One point that really ticked me off was the bit about the flavor of sheep’s milk: “somewhere between cow’s and goat’s milk, with less aroma than the latter.” If your cow’s, goat’s or sheep’s milk has any “aroma,” you’d better check your sanitation procedure! The 12 people who tested our ewes’ product all thought the drink was delicious and couldn’t believe us when we told them where it came from.
Well, all that is pretty minor but the feedback article did contain one serious mistake: You don’t raise baby lambs on cow’s milk! Its composition is quite different from that of their natural food. Even by feeding a ewe’s milk replacer, you’ll have a death rate of 50 percent or more if the young don’t get any colostrum. (I snitched from the abovementioned fatso for our bottle baby’s supply this year.)
Since lambs die very easily from overfeeding, you start them out on eight meals a day of only an ounce or so each. By the age of seven weeks, the youngsters can be put on dry feed. Caution: You must give any such orphan a shot for “overeating disease” (enterotoxemia) and a round of antibiotic every 14 days or so, or suffer the heartache of losing the sweetest little baby you ever had for a friend.
Think carefully before you undertake the orphan-raising bit: Milk replacer is very expensive, the hours are lousy, and the percentage of loss high. Lambs seem to be the least hardy farm infants — at least compared to our foals and the neighbors’ kids, pigs and calves.

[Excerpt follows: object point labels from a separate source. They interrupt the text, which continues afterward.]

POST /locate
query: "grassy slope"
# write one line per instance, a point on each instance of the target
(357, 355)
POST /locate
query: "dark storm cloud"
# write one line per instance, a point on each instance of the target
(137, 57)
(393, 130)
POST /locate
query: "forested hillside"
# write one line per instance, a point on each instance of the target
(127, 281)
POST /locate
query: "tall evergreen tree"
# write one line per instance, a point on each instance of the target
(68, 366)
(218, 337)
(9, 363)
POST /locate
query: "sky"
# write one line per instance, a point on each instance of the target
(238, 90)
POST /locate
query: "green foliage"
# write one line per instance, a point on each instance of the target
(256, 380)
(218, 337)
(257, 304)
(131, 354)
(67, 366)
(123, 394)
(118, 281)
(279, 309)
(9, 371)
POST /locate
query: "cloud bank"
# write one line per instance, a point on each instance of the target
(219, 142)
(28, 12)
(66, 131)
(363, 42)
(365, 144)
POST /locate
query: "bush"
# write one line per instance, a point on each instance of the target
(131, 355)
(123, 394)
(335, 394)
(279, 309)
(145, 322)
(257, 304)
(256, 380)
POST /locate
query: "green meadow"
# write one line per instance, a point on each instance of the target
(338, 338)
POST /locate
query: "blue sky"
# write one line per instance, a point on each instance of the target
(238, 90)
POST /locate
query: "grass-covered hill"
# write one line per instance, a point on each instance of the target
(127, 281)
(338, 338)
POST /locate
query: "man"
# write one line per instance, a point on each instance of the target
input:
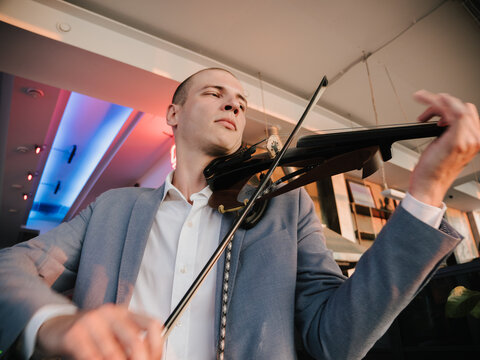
(132, 248)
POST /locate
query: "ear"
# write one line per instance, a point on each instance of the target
(172, 113)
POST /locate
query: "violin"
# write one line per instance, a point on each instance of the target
(315, 157)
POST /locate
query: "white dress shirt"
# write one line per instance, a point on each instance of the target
(171, 261)
(182, 239)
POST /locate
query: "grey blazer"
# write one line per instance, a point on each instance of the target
(282, 275)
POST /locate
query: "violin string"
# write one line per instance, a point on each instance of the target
(372, 94)
(263, 103)
(396, 94)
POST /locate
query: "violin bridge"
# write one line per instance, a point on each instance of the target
(222, 210)
(274, 145)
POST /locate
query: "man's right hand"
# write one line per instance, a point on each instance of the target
(108, 332)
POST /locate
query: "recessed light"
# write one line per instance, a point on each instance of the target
(64, 27)
(34, 92)
(22, 149)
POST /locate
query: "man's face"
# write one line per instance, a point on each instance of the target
(212, 118)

Unlike lambs, older sheep don’t have to be pampered as much as the author of the feedback suggests. “A dietary supplement of calf’s manna or grain with molasses”? Calf’s manna is incredibly expensive, folks. Holy fright, our girls supply their lambs and us with milk in exchange for half a pound of plain old corn and oats a day (plus all the grass they can stuff in). If you keep ewes worm-free, dry housed (which means clearing the muck out of their loafing barn) and healthy footed, they’re pretty hardy old ladies. Oh, yes, and I go out and sit down with them and scratch their backs and chins and give them apples and carrots occasionally. A happy, healthy sheep is a twin producing, long-lived sheep, I say!

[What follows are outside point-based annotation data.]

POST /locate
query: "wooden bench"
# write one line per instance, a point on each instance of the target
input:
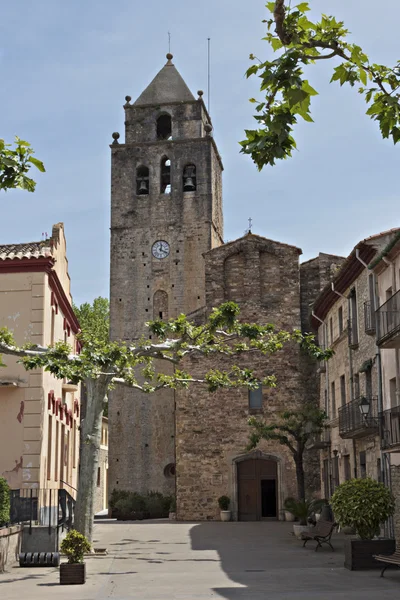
(321, 534)
(389, 560)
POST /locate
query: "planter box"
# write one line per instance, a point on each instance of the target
(72, 574)
(358, 554)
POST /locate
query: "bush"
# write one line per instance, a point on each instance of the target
(224, 502)
(303, 509)
(75, 546)
(4, 502)
(363, 504)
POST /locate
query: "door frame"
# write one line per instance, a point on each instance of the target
(258, 455)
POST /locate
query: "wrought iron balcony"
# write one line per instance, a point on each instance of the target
(390, 421)
(320, 441)
(353, 424)
(388, 316)
(352, 330)
(369, 319)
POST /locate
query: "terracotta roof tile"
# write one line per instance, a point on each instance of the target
(28, 250)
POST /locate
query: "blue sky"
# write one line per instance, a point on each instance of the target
(66, 68)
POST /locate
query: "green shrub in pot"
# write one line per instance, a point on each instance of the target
(363, 504)
(75, 546)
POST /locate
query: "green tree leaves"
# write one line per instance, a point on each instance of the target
(15, 163)
(287, 94)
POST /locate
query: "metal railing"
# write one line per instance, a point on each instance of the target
(352, 331)
(321, 440)
(353, 424)
(388, 316)
(369, 319)
(48, 507)
(390, 423)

Meanwhile, our ewes are grannies many times over by now and we dried them up early last time around to get another crop of lambs out of them, with hopes of saving female young from our two best milkers before the rams are too old to produce.

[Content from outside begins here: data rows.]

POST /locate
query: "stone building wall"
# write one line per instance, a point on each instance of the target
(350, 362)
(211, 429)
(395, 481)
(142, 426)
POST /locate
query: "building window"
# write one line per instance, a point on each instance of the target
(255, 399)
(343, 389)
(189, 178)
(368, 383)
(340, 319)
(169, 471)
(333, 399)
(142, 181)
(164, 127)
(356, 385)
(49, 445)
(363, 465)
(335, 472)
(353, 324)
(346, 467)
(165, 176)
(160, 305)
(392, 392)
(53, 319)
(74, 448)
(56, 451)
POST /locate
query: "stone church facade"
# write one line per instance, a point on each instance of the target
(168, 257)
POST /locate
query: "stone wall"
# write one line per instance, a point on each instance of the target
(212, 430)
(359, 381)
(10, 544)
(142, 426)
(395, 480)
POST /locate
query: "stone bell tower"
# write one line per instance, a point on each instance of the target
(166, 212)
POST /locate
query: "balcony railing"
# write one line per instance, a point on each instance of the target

In case you’re wondering, we’re not raising sheep as a moneymaking project. We sold our last wool crop at the Midwest Market for the fairly low average market price, and the buyers didn’t even look to see whether our product qualified for the premium price traditionally paid for Corriedale shearings. As far as we’re concerned, the biggest benefit from the operation is the tasty home-grown meat we put in the freezer. Our lambs weigh 85 to 90 pounds at four months and including butchering, medical expenses and store-bought feed, their meat costs much less than any lamb you can find at the supermarket!